The European Shippers Council (ESC) has pulled the alarm bell about the excesses that could be caused by the Vessel Sharing Agreement (VSA) between Maersk and MSC.

In a letter sent to the US Federal Maritime Commission (FMC) last week, ESC said that the “operators might set up an extremely damaging situation to world trade.”

FMC has 45 days to review the proposal and the decision is expected on October 11.

Chief Executive of AP Moller-Maersk Nils Andersen told Reuters that the approval of 2M by FMC should be a formality as they had already approved P3.

According to ESC, the joint actions under the VSA could effect rates, like the introduction of blanking sailings, which “can clearly be seen as market manipulation to restore freight rate if needed by playing on the supply side.

“Firstly, so called 2M should not be seen as a downgrade of the P3 (and thus considered positively) but as a huge upgrade of the individual ship owner position. The gathering of the two first ship operators will create a huge player that will be in a position to have such a power that they can distort the market for the purpose of price increase,” the letter reads.

ESC said that allowing these two operators to discuss and agree on some core parameters of the services can lead to a decrease of the competitive environment of the trade concerned by this agreement.

“Indeed, it will lead to a decrease in the number of direct call, a decrease of service quality and surely an increase of price.”

As an example ESC referred to the fact that “parties are authorized to discuss and agree on the allocation of terminal costs” (5.4 (a)), which gives them the freedom to increase relevant surcharges. According to shippers, this should be avoided.

In order to avoid competition problems, ESC proposed creation of a control system held by FMC that would monitor the link between the capacity available on the trade and the freight rates as well as the creation of surcharges.

“In the end, we acknowledge the objective of the agreement to « maximize operational and cost efficiencies », however, it would have been great for shippers to hear about how these efficiencies would be, partly at least, transferred to customers. Nowhere in the agreement are mentioned the customers and the possible improvement that this agreement will bring to the market.

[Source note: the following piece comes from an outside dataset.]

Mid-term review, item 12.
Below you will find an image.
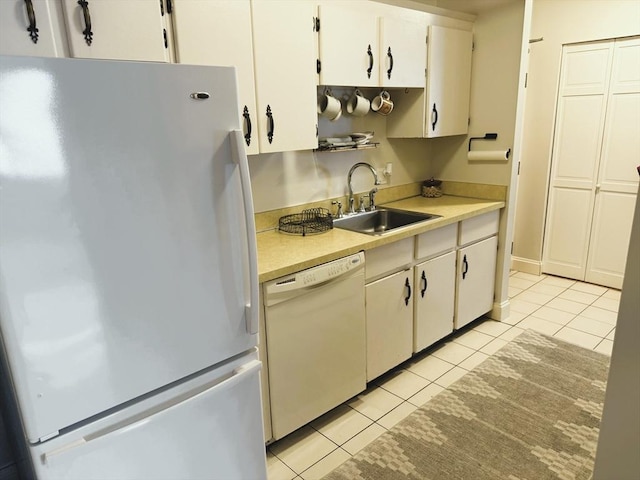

We are facing here a partnership whose only objective is to increase profit but not improve service,” ESC said.

Executive officials of the two container liners have been very busy last week, paying visits to FMC in Washington and regulatory bodies in China so as to clear the air for the VSA.

The executives asked FMC to swiftly approve their joint venture in order to avoid delay of the 2M launch scheduled for January next year.